The maintainer should provide the playground cluster, and bootup a SQLFlow Playground Server. The server should have privillege to access the kubectl command of the cluster. To install the server, maintainer can use below command:

  1. mkdir $HOME/workspace
  2. cd $HOME/workspace
  3. pip install sqlflow_playground
  4. mkdir key_store
  5. gen_cert.sh server
  6. sqlflow_playground --port=50052 \
  7. --ca_crt=key_store/ca/ca.crt \
  8. --server_key=key_store/server/server.key \
  9. --server_crt=key_store/server/server.crt

In the above commands, we first installed the sqlflow playground package which carries the main cluster operation logic. Then, we use the key tool to generate a server certification file (Of course, it’s not necessary if you have your own certification files) which enables us to provide HTTPS service. Finally, we start the REST API service at port 50052.

Our playground service uses bi-directional validation. So, the maintainer needs to generate a certification file for a trusted user. Use below command and send the generated .crt and .key file together with the ca.crt to the user.

  1. gen_cert.sh some_client

For The User

To use this service, the user should get authorized from the playground’s maintainer. In detail, user should get ca.crt, client.key and the client.crt file from the maintainer and keep them in some very-safe place. Also, the user should ask the maintainer for the sqlflow server address and the sqlflow playground server address. Then, the user will install Jupyter Notebook and the SQLFlow plugin package and do some configuration. Finally, the user can experience SQLFlow in his Jupyter Notebook.

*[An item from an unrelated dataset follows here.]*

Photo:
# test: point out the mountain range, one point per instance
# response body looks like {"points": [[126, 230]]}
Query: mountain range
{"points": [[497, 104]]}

  1. pip3 install notebook sqlflow==0.15.0
  2. cat >$HOME/.sqlflow_playground.env <<EOF
  3. SQLFLOW_SERVER="{sqlflow server address}"
  4. SQLFLOW_PLAYGROUND_USER_ID_ENV=SQLFLOW_USER_ID
  5. SQLFLOW_USER_ID="{your name}"
  6. SQLFLOW_PLAYGROUND_SERVRE="{sqlflow playground server address}"
  7. SQLFLOW_PLAYGROUND_SERVER_CA="{path to your ca.crt file}"
  8. SQLFLOW_PLAYGROUND_CLIENT_KEY="{path to your client.key file}"
  9. SQLFLOW_PLAYGROUND_CLIENT_CERT="{path to your client.crt file}"
  10. EOF
  11. export SQLFLOW_JUPYTER_ENV_PATH="$HOME/.sqlflow_playground.env"
  12. # start the notebook and try use %%sqlflow magic command
  13. jupyter notebook

Implementation

We use tornado as the web framework which provides a very good request dispatching mechanism. By the way, this framework is also adopted by Jupyter Notebook. The request processing is split into two steps:

  1. Register a request handler

    1. tornado.web.Application([(r"/", MainHandler)])
  2. Implement the handler as a class, the method name get imply it accepts GET requests.

    1. class MainHandler(RequestHandler):
    2. def get(self):
    3. self.write("hello SQLFlow!")

    In addition, We add a k8s manipulate class, which can create resource in the cluster. It’s now implemented in a brutal way (use kubectl). We may refine it by using k8s’s API.